Recovered from the British explorer's base in Cape Evans, the book belonged to a photographer, zoologist and surgeon named George Murray Levick, who was a member of Scott's team during his Terra Nova expedition in 1910-1913, which ended tragically.

Lucky for researchers, summer snow melt around the Cape Evans base caused variations in run off patterns, exposing the notebook for the first time in more than 100 years.

"It's an exciting find," Nigel Watson, executive director of the Antarctic Heritage Trust, said in a statement. "The notebook is a missing part of the official expedition record. After spending seven years conserving Scott's last expedition building and collection, we are delighted to still be finding new artifacts."

The notebook, identified as "Wellcome Photographic Exposure Record and Dairy 1910," contains Levick's pencil notes detailing the dates, subjects and exposure details for the photographs he took during 1911 while at Cape Adare before a harsh winter and dwindling supplies killed Scott and four members of his crew, not including Levick.

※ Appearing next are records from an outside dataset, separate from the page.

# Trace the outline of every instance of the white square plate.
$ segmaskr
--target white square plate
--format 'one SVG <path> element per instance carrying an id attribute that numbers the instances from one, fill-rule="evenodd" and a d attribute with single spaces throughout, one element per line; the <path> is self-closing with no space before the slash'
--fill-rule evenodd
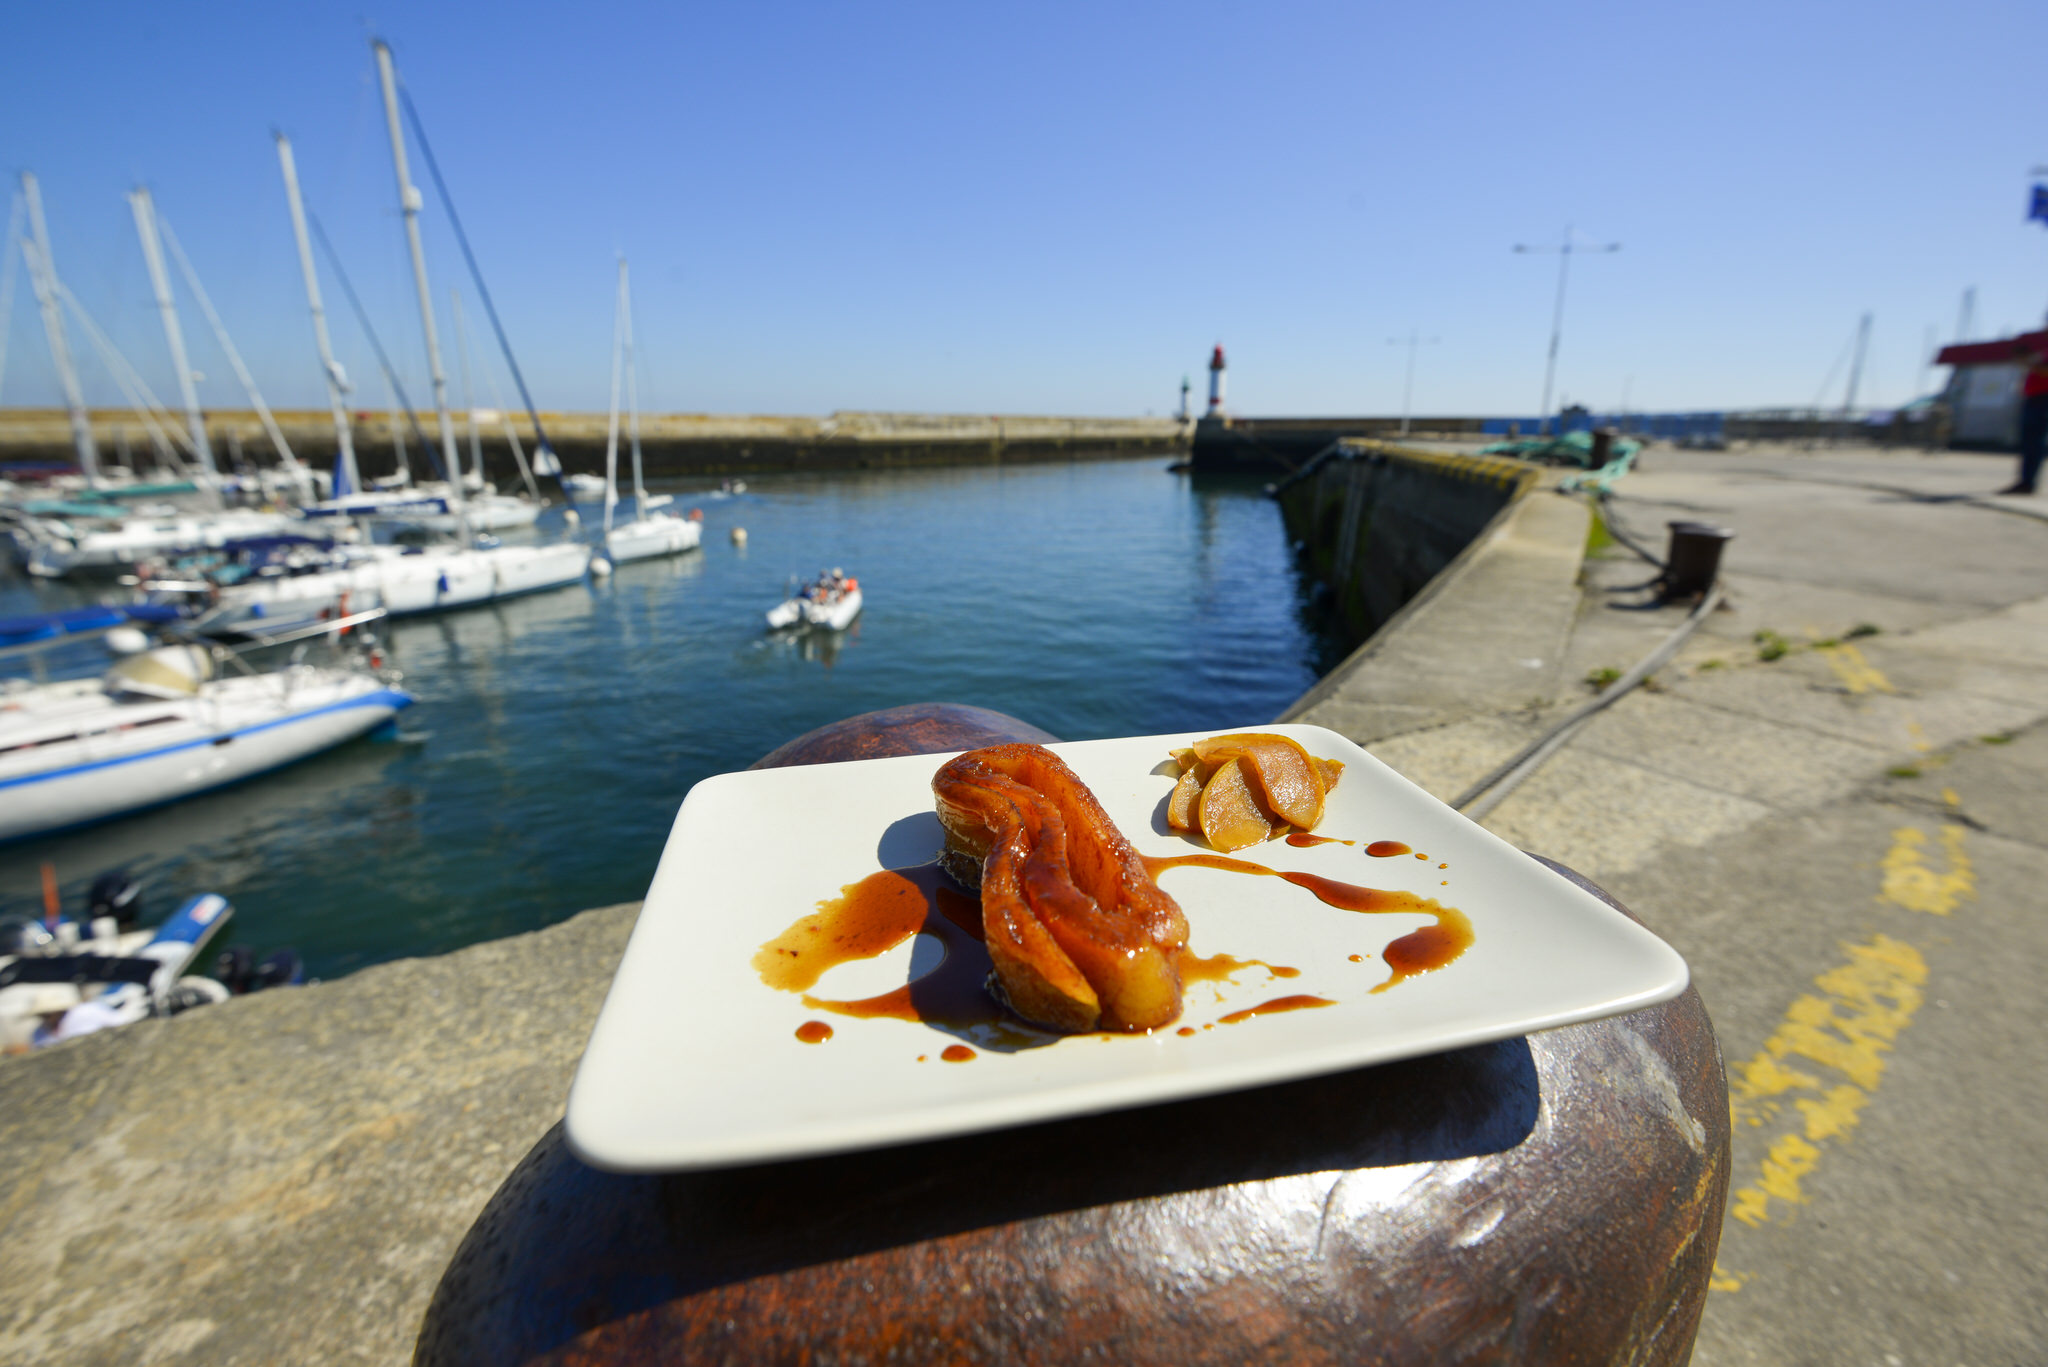
<path id="1" fill-rule="evenodd" d="M 1300 975 L 1276 980 L 1252 967 L 1191 984 L 1177 1025 L 1192 1034 L 1048 1036 L 1029 1048 L 821 1012 L 767 986 L 754 956 L 844 886 L 937 853 L 931 778 L 949 756 L 721 774 L 691 789 L 676 817 L 577 1068 L 570 1144 L 592 1164 L 627 1172 L 867 1148 L 1435 1053 L 1618 1015 L 1685 990 L 1685 961 L 1669 945 L 1342 736 L 1316 726 L 1247 729 L 1344 761 L 1317 833 L 1358 843 L 1269 841 L 1233 857 L 1437 898 L 1470 918 L 1474 939 L 1462 956 L 1375 993 L 1390 975 L 1381 951 L 1430 916 L 1361 915 L 1279 878 L 1178 868 L 1160 885 L 1187 913 L 1191 952 Z M 1173 778 L 1164 762 L 1171 747 L 1213 734 L 1051 748 L 1140 854 L 1207 853 L 1166 827 Z M 1405 842 L 1428 858 L 1368 857 L 1364 846 L 1375 840 Z M 845 999 L 901 986 L 929 967 L 936 947 L 914 937 L 832 969 L 815 991 Z M 1333 1004 L 1221 1022 L 1293 995 Z M 796 1037 L 813 1020 L 832 1027 L 822 1044 Z M 975 1056 L 942 1061 L 963 1039 Z"/>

The notebook's binding had been dissolved by a century's worth of ice and water damage, allowing the pages to be separated and digitized before being sewn back together and the cover rebuilt. It has since been returned to Antarctica, where it takes its place among the approximately 11,000 artifacts at Cape Evans.


[Credit: Antarctic Heritage Trust]

Levick, best known for his observations of Cape Adare's Adélie penguins, according to Live Science, was one of six men in Scott's Northern Party, who survived the brutal winter of 1912 in an ice cave when their ship couldn't reach them. Scott and others had gone on to lead a team to be the first to reach the South Pole, but discovered that their 10-week trek was all for nothing since Norwegian explorer Roald Amundsen had beat them to it.